We have collected gene expression levels for 4654 genes on 184 early-stage breast cancer samples: xtrain.txt (each row is a gene, each column a sample). After surgical removal of the tumour, some unfortunately relapsed within 5 years (label=+1), while other did not (label=-1). The labels of the the 184 samples are available in the file ytrain.txt.
X = read.table("http://members.cbio.mines-paristech.fr/~jvert/svn/tutorials/data/breastcancerwang/xtrain.txt",row.names=1)

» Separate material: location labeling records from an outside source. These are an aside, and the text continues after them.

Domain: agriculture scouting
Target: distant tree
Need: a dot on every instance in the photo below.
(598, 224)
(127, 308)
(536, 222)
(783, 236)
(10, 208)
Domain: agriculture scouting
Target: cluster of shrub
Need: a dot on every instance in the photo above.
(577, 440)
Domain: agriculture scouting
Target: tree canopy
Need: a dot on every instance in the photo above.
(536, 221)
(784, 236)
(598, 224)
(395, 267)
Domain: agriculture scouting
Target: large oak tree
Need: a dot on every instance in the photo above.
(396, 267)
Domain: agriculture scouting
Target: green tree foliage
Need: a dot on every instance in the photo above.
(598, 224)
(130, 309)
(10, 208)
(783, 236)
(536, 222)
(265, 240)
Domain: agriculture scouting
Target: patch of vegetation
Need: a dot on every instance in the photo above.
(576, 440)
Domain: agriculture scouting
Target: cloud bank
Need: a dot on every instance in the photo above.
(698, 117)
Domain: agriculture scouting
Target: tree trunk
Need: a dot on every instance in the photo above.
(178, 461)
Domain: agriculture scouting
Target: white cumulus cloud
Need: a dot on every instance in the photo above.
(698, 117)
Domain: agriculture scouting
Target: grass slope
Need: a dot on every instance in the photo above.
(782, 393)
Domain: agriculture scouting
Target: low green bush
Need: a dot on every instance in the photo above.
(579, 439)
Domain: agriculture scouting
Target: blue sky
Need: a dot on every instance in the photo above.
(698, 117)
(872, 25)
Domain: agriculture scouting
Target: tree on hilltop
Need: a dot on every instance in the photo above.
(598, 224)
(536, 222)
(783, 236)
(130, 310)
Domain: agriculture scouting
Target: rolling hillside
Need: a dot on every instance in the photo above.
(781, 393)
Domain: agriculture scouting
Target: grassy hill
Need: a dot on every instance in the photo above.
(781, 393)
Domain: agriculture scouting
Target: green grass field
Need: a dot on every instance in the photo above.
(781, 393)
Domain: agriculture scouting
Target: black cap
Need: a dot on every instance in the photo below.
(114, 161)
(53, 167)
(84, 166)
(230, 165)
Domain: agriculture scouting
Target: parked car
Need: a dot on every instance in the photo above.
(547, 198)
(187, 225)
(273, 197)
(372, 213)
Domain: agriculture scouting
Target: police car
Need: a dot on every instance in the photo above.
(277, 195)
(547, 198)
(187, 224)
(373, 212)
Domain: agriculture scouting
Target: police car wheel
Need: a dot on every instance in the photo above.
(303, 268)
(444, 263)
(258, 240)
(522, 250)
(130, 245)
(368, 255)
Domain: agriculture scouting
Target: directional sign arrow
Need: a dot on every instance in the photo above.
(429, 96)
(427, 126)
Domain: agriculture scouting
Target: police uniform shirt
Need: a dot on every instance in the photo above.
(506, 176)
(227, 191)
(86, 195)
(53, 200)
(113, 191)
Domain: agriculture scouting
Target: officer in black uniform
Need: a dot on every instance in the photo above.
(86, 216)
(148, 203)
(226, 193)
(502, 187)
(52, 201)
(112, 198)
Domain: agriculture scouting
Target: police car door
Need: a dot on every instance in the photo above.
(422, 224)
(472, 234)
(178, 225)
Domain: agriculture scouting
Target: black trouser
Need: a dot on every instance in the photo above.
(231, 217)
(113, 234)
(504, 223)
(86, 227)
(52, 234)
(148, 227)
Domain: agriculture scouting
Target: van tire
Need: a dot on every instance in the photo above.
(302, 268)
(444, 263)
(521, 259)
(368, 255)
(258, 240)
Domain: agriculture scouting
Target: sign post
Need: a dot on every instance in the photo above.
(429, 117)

Y = read.table("http://members.cbio.mines-paristech.fr/~jvert/svn/tutorials/data/breastcancerwang/ytrain.txt")
X = t(X)
Y = Y$V1
dim(X)
## [1] 184 4654
length(Y)
## [1] 184
Propose and test different techniques to predict the relapse from gene expression data. Check the effect of parameters, estimate the performance.
library(fields)
## Loading required package: spam
## Loading required package: grid
## Spam version 1.4-0 (2016-08-29) is loaded.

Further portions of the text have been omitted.